To answer your questions briefly:

(a) You shouldn’t in principle consider the determinant different from zero. The problem is, your proof breaks down in that case, so you need another way to prove it. How about this: for an “eigenmatrix” A, $T^2(A) = \lambda^2 A = (A^t)^t=A$. Then you conclude (for example, by looking at any component of A different from zero, if thinking about numbers is easier than matrices).

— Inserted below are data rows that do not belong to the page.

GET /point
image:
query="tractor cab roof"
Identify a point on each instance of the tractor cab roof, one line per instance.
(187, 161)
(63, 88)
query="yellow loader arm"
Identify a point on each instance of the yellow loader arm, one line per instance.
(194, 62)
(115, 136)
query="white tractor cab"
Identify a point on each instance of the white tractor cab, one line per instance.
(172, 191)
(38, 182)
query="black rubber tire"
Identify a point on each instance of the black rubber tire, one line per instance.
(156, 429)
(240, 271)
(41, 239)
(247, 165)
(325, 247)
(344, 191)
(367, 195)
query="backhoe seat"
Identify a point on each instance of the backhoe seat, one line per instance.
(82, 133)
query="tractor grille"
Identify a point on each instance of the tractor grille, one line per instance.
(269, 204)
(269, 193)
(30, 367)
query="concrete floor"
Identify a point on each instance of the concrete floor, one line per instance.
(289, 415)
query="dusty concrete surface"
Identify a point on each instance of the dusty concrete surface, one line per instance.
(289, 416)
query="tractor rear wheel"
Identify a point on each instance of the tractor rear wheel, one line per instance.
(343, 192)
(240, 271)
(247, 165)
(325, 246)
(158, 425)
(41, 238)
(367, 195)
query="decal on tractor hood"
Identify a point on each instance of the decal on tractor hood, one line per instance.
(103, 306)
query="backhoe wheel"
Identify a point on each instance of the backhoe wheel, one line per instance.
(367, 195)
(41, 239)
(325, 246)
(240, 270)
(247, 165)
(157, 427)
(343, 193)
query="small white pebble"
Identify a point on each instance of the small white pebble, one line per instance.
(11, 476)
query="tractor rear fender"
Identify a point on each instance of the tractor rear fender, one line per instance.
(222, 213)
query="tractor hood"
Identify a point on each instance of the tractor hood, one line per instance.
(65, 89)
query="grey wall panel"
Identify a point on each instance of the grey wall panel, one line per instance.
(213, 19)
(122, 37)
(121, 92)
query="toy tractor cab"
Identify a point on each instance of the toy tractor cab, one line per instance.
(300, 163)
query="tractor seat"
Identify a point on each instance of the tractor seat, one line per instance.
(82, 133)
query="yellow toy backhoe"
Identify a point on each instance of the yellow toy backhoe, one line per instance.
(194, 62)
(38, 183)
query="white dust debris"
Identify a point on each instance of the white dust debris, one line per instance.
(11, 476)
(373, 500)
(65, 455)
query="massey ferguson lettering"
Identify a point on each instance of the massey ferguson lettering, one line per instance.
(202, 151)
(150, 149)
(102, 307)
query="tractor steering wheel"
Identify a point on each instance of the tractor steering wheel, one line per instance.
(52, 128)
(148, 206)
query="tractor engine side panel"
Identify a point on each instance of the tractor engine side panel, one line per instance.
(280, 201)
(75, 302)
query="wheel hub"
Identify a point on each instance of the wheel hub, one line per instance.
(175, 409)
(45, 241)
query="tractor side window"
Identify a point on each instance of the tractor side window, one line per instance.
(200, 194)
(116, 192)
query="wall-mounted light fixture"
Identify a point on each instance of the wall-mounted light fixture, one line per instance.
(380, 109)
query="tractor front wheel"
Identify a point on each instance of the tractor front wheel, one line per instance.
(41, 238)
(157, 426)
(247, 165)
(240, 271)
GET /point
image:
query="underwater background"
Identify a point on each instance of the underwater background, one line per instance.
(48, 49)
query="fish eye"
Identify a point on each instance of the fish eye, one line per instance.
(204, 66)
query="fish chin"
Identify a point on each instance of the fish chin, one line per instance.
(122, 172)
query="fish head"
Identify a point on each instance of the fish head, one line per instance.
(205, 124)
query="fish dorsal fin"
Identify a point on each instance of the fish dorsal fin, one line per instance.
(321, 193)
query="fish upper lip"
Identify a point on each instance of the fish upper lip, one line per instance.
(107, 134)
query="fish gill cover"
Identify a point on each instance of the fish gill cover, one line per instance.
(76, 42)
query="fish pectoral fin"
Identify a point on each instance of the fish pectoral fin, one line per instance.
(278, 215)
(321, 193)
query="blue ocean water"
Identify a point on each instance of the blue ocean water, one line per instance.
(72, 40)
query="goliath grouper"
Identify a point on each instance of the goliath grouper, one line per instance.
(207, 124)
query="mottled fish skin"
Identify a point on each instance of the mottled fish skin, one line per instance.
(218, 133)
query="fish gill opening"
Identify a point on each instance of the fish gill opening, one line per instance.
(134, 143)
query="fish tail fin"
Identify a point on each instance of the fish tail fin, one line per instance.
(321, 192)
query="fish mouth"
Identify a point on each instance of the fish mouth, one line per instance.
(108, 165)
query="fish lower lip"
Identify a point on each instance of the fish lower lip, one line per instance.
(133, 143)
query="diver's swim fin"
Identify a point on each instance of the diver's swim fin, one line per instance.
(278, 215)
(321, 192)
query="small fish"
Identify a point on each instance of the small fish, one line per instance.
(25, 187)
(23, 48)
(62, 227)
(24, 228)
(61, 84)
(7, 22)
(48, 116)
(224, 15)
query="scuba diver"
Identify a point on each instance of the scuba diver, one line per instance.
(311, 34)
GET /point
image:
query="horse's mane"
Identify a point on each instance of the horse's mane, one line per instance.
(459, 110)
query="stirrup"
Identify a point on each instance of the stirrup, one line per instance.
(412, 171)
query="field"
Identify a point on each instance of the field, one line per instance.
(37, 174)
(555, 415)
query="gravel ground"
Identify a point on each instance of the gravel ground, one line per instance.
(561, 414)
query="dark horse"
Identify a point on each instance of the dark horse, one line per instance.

(c) I will give a quick answer that is more general (i.e. valid in dimension n, not just 2). Pick a basis $\{e_i\}$ of your space, and its correspondent dual basis $\{\theta_j\}$, i.e. $\theta_j(e_i) = \delta_{ji}$. Define $E_{ij}:=e_i\otimes\theta_j$, i.e. the operator defined by $E_{ij}(\sum_kv_ke_k) = v_je_i$, or if you wish, the matrix with a 1 in position (i,j) and zeroes everywhere else (in the basis ${e_i}$, of course). These operators clearly form a basis of the space of operators.

Now, the basis you're looking for needs to be made of symmetric or antisymmetric operators, so you can define it with operators of the form $E_{ij} + E_{ji}$ (for all $i$ and $j$) and $E_{ij} - E_{ji}$ (for $i \neq j$). A moment's though can convince you that this works.